1. "127 Hours." Danny Boyle brings a beautiful and electric vitality to Aron Ralston's tale of survival and redemption. Thanks to his touching, humorous and panicked performance, James Franco who owns almost every frame of the film will probably be pulling double duty at the Oscars, as both co-host and best actor nominee.

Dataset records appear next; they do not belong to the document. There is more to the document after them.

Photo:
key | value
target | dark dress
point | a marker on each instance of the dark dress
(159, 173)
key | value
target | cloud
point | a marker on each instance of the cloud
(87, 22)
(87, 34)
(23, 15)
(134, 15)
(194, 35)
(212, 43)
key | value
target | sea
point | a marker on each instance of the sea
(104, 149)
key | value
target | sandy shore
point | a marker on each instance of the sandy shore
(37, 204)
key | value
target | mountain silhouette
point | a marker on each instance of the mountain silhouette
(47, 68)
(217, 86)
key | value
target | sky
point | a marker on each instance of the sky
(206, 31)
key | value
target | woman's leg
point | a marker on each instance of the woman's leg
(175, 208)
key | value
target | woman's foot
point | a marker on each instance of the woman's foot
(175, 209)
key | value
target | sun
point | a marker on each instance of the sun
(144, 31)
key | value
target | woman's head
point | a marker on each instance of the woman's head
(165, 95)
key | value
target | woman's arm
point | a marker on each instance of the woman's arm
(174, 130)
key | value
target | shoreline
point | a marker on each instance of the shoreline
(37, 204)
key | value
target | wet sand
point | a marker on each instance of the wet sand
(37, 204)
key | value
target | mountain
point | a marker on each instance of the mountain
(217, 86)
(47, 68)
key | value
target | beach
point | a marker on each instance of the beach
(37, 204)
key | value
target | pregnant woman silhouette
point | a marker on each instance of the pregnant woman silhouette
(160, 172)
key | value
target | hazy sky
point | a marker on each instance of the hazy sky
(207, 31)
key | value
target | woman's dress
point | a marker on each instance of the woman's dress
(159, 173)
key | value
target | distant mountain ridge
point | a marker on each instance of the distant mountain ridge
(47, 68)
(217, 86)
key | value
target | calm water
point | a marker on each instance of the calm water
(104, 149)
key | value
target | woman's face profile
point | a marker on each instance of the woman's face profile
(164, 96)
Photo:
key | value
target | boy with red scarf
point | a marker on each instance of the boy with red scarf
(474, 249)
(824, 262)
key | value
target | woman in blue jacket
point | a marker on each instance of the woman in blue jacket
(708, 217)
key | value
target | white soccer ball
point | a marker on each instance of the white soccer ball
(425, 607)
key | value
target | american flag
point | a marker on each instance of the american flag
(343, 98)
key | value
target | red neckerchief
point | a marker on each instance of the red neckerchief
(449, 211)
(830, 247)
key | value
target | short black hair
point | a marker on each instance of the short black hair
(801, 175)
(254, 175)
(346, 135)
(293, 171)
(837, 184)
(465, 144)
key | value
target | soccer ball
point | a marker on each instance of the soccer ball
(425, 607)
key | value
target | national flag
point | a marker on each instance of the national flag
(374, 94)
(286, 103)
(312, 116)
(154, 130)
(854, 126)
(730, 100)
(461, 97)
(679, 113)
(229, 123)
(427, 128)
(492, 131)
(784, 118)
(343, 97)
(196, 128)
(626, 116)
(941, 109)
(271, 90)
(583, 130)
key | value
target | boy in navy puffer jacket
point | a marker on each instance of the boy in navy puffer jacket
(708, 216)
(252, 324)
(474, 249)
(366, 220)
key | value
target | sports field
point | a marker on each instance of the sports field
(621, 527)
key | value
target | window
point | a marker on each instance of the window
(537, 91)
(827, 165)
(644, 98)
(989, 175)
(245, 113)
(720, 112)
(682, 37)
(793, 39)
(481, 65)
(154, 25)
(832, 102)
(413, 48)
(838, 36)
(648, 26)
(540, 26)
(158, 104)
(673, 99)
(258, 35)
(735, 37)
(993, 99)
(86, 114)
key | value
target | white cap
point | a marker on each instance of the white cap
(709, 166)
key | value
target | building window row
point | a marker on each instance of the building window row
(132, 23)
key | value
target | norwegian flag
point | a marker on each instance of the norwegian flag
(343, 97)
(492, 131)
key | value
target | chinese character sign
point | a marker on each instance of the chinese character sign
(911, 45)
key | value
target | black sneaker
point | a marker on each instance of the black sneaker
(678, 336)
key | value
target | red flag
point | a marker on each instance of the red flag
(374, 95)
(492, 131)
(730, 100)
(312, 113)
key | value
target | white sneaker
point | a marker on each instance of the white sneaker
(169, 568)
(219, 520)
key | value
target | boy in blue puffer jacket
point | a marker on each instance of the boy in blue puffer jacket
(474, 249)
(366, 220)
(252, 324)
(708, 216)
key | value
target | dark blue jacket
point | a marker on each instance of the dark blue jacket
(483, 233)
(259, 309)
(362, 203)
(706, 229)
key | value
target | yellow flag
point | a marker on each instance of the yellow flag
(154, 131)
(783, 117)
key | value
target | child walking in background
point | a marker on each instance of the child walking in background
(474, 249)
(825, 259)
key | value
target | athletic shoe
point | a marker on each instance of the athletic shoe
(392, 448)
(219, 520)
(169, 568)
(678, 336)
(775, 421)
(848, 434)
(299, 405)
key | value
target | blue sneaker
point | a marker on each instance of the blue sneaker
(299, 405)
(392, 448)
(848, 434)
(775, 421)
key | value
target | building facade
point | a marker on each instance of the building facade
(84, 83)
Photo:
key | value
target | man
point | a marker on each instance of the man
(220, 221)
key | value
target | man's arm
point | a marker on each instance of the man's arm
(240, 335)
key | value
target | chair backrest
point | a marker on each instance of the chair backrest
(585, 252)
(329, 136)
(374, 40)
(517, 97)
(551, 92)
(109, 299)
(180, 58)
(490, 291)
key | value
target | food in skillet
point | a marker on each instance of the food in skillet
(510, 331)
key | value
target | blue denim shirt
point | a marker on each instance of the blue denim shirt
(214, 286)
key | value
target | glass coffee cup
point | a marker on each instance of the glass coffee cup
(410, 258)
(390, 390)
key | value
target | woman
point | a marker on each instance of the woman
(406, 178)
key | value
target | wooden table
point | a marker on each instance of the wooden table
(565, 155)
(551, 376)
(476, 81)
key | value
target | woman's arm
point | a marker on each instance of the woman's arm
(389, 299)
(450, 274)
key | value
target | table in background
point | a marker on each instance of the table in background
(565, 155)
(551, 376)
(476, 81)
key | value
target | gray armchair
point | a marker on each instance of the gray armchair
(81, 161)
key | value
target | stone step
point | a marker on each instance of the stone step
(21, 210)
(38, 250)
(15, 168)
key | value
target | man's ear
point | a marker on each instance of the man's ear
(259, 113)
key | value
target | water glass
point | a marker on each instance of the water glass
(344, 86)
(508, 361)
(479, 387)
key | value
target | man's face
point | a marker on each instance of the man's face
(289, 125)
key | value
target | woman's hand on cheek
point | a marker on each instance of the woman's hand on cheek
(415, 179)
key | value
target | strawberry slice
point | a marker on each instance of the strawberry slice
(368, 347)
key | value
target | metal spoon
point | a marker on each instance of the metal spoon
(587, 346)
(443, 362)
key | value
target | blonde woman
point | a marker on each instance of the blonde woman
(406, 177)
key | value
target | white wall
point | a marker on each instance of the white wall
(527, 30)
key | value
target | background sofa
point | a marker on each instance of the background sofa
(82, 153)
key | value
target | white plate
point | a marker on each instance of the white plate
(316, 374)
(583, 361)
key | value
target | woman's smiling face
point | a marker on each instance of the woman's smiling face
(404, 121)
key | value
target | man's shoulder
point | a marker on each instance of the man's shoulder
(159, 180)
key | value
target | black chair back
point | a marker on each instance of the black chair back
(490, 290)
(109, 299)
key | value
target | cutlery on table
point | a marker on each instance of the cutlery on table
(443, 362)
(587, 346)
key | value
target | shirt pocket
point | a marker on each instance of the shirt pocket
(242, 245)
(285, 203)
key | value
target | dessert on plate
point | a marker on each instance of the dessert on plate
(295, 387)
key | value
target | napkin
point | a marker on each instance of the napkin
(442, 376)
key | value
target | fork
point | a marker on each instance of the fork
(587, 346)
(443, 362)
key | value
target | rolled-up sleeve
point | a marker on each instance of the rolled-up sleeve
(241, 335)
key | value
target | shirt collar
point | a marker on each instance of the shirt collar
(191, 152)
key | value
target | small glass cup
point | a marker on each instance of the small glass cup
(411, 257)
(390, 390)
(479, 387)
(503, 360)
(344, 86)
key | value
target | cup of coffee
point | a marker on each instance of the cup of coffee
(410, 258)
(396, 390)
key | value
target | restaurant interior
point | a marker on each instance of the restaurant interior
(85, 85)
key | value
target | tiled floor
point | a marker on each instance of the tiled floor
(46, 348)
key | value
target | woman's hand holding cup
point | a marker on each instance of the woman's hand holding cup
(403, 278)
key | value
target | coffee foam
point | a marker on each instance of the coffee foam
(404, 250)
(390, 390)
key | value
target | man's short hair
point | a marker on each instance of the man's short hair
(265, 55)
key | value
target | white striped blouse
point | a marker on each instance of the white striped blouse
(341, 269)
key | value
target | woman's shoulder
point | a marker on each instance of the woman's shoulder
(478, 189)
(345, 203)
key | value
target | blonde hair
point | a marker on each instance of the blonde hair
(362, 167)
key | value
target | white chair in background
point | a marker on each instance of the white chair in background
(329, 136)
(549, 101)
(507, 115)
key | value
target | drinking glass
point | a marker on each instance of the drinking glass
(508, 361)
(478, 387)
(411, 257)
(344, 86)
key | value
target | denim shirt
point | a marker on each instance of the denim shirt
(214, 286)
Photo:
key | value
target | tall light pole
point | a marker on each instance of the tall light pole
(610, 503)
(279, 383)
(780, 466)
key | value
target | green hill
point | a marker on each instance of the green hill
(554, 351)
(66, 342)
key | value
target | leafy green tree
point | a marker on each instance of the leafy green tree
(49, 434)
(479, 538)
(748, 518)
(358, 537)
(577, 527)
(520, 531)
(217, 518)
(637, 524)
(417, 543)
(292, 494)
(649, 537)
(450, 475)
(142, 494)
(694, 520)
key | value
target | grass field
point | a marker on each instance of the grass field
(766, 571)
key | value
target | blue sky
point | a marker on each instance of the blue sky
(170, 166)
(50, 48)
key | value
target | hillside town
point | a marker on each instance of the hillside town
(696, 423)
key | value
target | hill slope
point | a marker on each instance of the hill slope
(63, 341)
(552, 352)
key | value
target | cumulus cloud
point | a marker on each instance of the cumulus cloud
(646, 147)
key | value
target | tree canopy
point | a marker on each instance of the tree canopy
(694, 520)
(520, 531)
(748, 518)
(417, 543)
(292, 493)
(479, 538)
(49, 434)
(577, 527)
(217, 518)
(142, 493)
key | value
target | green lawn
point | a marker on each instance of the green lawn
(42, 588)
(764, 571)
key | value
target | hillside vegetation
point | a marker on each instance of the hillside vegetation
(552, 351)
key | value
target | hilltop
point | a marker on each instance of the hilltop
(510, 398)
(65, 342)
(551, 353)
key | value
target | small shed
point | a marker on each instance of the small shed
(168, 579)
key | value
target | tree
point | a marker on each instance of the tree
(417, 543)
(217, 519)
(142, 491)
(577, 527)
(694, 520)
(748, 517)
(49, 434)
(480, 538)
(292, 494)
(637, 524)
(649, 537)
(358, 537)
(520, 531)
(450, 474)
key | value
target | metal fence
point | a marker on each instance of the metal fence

2. "Four Lions." Christopher Morris' terrorism comedy, the funniest and one of the more thought-provoking films of the year, is likely many Americans' introduction to the British satirist's work. The brilliantly cast story of bumbling jihadists is unique, clever and surprisingly heartfelt.

3. "The Social Network." Trent Reznor, Aaron Sorkin and David Fincher. How could you go wrong? Though the facts of the movie might be open to debate, there is no questioning the brilliance of the storytelling. In a strong ensemble cast, Andrew Garfield as the aggrieved Eduardo Saverin shined most brightly.

4. "Winter's Bone." This Hillbilly noir white-knuckler took viewers deep into the Ozarks, to a world most of us have never seen and could never imagine. Newcomer Jennifer Lawrence is a revelation as an indefatigable young woman looking for answers and justice.

5. "Black Swan." Darren Aronofsky's over-the-top, erotic fever dream showcases the director at the height of his powers. Rarely have terror and grace danced so delicately together. Though her character here might be stunted, Natalie Portman is definitely all grown up. And Barbara Hershey is unnervingly gruesome.

6. "Let Me In." It's time to stop worrying about the necessity of this remake of modern Swedish classic "Let the Right One In" and simply appreciate the eerie and stirring beauty of Matt Reeves' coming-of-age horror story. No film this year did a better job of capturing the fear of adolescence. Kodi Smit-McPhee and Chloe Moretz put themselves on the map as young actors worth watching.

7. "Inside Job." Filmmaker Charles Ferguson takes a detailed look at the bad actors in the financial debacle in a movie that will leave you angry, frustrated and possibly helpless. Refusing to place the blame at the feet of one party or administration, the unflappable Ferguson proves that there is enough blame to go around.

8. "Carancho." I knew the Argentinian economy was a mess, but this pitch-black Fantastic Fest entry made it starkly evident. What begins as a slow boil erupts and tailspins, as the foot refuses to budge from the accelerator. An apt metaphor for a movie that features one of the best car crash scenes in years.

9. "The King's Speech."Director Tom Hooper thankfully refuses to wallow in sentimentality in this royal tale that eschews melodrama for an intimate story about a relationship between a king and his therapist. The scenes between Colin Firth and Geoffrey Rush feature some of the year's finest acting.

10. "The Kids Are All Right."Funny and moving, director Lisa Cholodenko's film offers an honest look at the difficulty in maintaining a relationship and finding fulfillment. Annette Bening offers a pained and vulnerable performance as a character who moves from somewhat unlikable to immensely sympathetic.